At that same moment the heavy barrage on the German front line was lifted to allow the troops trying to secure the crater to get forward.
At 0728 hours further mines were blown in the southern part of the battlefield and two minutes later at 0730 hours whistles were blown and the battle of the Somme commenced in earnest.
This ten minute gap had been the cause of much debate in the planning stages but it was felt that it might give the attack, as a whole, a greater chance of success if it made the Germans concentrate their attention at the one point.
However the reality was that it not only gave the Germans warning it also resulted in a counter bombardment by the German artillery.
Within five minutes the defenders machine gun crews had reoccupied their positions unmolested by a barrage that had already lifted.
Within the confines of the park the first troops to advance were the 2nd Bn South Wales Borderers who found themselves cut to shreds by machine gun positions in the Y Ravine directly opposite them.
On their right the 1st Bn King’s Own Scottish Borders (KOSB) were also badly hit as they were trying to support the Welshmen.
Confusion was further caused by the fact that the British Signal for: objective achieved (a white flare) was exactly the same as the German Signal requesting artillery support.
Half an hour after the attack had commenced, the 87th Brigade had been ground down to a halt.
The 1st July that year was in fact a hot sunny day and many of the wounded lay baking in the sun all day waiting for rescue.

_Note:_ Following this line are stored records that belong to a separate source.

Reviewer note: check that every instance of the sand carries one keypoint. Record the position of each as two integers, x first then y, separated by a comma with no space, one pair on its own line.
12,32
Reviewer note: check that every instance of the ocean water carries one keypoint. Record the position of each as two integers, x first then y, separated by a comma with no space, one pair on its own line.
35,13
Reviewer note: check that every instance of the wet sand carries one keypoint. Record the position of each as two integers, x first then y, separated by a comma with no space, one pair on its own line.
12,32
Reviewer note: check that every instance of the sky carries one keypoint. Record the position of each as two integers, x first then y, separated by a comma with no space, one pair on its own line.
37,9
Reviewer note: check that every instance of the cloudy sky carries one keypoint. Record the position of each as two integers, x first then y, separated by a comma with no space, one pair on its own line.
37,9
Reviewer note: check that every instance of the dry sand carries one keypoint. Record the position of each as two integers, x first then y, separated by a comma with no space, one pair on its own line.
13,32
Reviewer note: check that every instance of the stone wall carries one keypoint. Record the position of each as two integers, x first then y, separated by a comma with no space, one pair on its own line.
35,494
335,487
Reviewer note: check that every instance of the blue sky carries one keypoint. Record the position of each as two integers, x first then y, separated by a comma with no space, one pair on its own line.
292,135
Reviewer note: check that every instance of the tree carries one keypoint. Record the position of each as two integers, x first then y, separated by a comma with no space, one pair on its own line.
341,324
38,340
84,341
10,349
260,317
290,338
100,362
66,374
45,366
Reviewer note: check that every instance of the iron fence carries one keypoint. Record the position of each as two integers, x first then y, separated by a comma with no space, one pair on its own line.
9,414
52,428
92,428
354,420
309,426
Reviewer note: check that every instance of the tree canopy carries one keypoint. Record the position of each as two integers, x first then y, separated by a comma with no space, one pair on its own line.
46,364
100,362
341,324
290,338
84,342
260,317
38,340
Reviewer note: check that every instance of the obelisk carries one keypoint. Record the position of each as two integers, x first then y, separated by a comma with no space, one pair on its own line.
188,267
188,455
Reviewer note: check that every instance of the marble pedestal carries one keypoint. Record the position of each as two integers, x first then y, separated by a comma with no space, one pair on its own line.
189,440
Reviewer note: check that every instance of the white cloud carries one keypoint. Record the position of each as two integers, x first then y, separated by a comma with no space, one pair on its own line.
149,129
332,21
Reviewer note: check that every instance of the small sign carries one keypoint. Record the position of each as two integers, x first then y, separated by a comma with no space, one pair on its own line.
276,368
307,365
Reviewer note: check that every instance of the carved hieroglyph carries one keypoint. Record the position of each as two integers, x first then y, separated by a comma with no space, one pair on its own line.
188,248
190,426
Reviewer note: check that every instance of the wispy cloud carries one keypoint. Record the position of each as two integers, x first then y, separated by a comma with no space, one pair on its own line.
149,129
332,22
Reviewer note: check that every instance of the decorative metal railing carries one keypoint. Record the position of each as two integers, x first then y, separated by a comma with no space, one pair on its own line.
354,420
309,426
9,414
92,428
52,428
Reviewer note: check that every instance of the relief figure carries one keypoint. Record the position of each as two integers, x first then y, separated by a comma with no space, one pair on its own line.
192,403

The ground across which 2nd Bn South Wales Borderers
and later the Newfoundland Regiment advanced
With reports coming in that men had been seen as far as the German lines and the impression from the white flares being fired that his soldiers were making good progress, General de Lisle in command of 29th Division ordered the first two battalions of his reserve into the line.
By this stage the artillery support had passed into the distance, controlled by an exact schedule that was allowing the infantry more or less a second to advance each metre.
The second assault would however be supported by a machine gun barrage.
The two battalions concerned were the 1st Bn Essex Regiment on the right and the Newfoundlanders on the left. The Essex Regiment, however, were completely held up by trenches filled with the dead and wounded and never got into position until after the Newfoundlanders had already advanced.
The area of the British front line
As they moved forward the Newfoundlanders found the communication trenches so clogged with men that they climbed out early and made their way across open ground towards their own front lines.
In doing so they came under the same barrage as the Welshmen before them from the Y Ravine.
As they tried to get out through the gaps in their own wire they were all but wiped out.
Those that succeeded in getting out into no-man’s land continued to advance and a handful reached the German trenches only to be cut down there.
By 1005 hours it was evident to General de Lisle that the day had turned into a disaster. Further attempts to advance were put on hold.
Of the 800 soldiers that went into action that day, the 1st Bn Newfoundland Regiment lost 310 killed and over 350 wounded.
Their annihilation had taken just over half an hour.
In a message to their Prime Minister, General de Lisle stated:
It was a magnificent display of trained and disciplined valour, and its assault only failed of success because dead men can advance no further.
Unlike the concreted trenches of Vimy Ridge, the Newfoundland Memorial Park a few kilometres from Thiepval has been left much as it was at the end of the war.